The film won an award for best feature-length documentary at the 1995 Chicago Underground Film Festival.

The film was available in both Betamax and VHS formats for $25 and in PAL format for foreign buyers at $35. It was released on DVD in 2005 by Other Cinema.

Russ Forster was the founder of the magazine, 8-Track Mind as well as one of the founders of the 8-Track Heaven website.

==Reception==
Dennis Harvey of Variety reviewed the film and it was published on 12 August 1996. After pointing out that the film was about audiophiles who were obsessed with a defunct format, he wrote that it was edited in a lively style, but he suggested that it could be edited down to accommodate its showing in other venues.
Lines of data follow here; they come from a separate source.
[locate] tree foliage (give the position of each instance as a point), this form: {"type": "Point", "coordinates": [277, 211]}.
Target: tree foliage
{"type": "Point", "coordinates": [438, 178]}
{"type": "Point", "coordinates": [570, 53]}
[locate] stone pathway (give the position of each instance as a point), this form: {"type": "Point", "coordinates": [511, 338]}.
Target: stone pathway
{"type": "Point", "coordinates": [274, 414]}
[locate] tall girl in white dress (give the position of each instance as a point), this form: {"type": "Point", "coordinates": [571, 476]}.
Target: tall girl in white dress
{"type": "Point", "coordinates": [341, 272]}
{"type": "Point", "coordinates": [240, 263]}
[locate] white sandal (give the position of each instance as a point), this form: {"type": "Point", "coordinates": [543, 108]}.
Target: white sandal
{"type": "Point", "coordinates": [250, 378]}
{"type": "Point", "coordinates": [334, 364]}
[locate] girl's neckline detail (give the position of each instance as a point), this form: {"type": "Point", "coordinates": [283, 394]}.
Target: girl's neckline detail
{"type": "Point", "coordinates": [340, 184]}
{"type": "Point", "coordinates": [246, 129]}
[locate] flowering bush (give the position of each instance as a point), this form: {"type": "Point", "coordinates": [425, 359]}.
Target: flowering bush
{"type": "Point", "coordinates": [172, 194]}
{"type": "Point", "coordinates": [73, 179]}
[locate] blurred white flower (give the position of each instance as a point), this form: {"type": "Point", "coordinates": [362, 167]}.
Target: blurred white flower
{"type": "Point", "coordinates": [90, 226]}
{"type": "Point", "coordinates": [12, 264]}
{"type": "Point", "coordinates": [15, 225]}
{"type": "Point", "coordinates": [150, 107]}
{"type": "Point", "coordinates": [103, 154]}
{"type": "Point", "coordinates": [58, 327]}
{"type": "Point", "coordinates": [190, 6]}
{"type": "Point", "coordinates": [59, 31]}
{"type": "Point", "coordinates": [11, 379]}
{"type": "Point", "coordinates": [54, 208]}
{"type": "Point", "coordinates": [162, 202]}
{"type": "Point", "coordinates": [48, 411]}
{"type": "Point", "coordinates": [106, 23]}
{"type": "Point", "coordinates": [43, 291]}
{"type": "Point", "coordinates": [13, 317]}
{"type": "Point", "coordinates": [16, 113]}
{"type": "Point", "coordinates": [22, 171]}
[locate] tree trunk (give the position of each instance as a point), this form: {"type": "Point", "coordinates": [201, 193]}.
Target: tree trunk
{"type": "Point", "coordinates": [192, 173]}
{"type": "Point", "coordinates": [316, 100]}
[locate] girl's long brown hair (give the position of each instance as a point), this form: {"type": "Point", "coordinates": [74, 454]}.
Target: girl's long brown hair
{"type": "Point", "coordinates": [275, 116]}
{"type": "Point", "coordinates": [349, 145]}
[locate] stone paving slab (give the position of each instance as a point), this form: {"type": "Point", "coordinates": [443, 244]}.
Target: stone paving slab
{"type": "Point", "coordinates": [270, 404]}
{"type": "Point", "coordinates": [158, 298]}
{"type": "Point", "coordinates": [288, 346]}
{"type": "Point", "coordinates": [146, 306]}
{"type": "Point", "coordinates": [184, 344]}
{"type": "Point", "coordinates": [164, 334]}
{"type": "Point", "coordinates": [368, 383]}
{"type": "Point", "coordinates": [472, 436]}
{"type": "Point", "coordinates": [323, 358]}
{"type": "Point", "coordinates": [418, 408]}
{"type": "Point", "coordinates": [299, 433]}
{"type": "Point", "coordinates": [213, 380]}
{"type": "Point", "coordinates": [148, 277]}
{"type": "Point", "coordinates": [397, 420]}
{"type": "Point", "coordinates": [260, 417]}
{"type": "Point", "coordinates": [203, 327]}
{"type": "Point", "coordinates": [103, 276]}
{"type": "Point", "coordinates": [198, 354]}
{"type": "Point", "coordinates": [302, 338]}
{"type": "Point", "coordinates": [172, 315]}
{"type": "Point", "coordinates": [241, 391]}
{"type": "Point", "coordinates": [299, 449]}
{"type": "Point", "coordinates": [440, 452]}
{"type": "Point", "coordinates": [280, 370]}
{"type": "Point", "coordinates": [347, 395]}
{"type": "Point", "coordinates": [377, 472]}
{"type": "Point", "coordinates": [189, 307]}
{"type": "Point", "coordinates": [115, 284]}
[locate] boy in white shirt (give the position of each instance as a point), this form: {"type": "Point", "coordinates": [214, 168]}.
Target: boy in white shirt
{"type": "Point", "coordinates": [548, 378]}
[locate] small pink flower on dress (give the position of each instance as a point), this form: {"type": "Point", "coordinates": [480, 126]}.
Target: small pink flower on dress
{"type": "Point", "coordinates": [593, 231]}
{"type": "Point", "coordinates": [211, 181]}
The film had a review in volume II of Zines!. The reviewer wrote that it wasn't about nostalgia, but it rather served as a statement of outrage by consumers who were tired of being told what to consume.

The film was reviewed by PopMatters in 2005. Reviewer David Sanjek wrote that director Forster demonstrated the exuberance of a true believer and the film proved to be more entertaining than edifying. He also wrote that the subjects in the film possessed an exuberance that was giddy and parts of the film were outright engaging.

In 2007, Gary Genosko of Culture Machine wrote that the film "may be viewed as a psychoanalytic case study of a neurotic 'cartridge family'".

It was reviewed by 5Mag in 2014, with the reviewer writing, "This film is a treasure, one of the strangest, most bizarre, most fascinating music documentaries ever made".

The film now on DVD was reviewed in XLR8R magazine. It wasn't complementary.

==Credits==
===Cast (selective)===
- Malcolm Riviera
- Abigail Lavine
- Tim Hunter
- Phil X. Milstein
- Doug Von Hoppe
- Duane Thamm Jr.

===Crew===
- Producer, Director, Sound Recordist, Editor: Russ Forster
- Cinematography, Lighting: Dan Sutherland
- Sound Mix: Jerrell Frederick
- Soundtrack Music: Lary 7, Wally Pleasant, Bob Jordan, Mr. Bucks, Duane Thamm Jr., Scott Konzelmann

==Screenings==
According to Underdog magazine, issue XIII (autumn 1995), the showings for the film were 9 September at Artists' Television Access, 992 Valencia, San Francisco, CA; 12 September at Paris Theatre, Portland, OR (tentative); 19 September, 8 and 10 pm at Edison Gallery of Moving Images, 916 Commercial Dr, Sep. 19: Vancouver, BC; 21 September at Cuppernicus, Minneapolis, MN (tentative); and 24 September at Delilah's, Chicago, IL.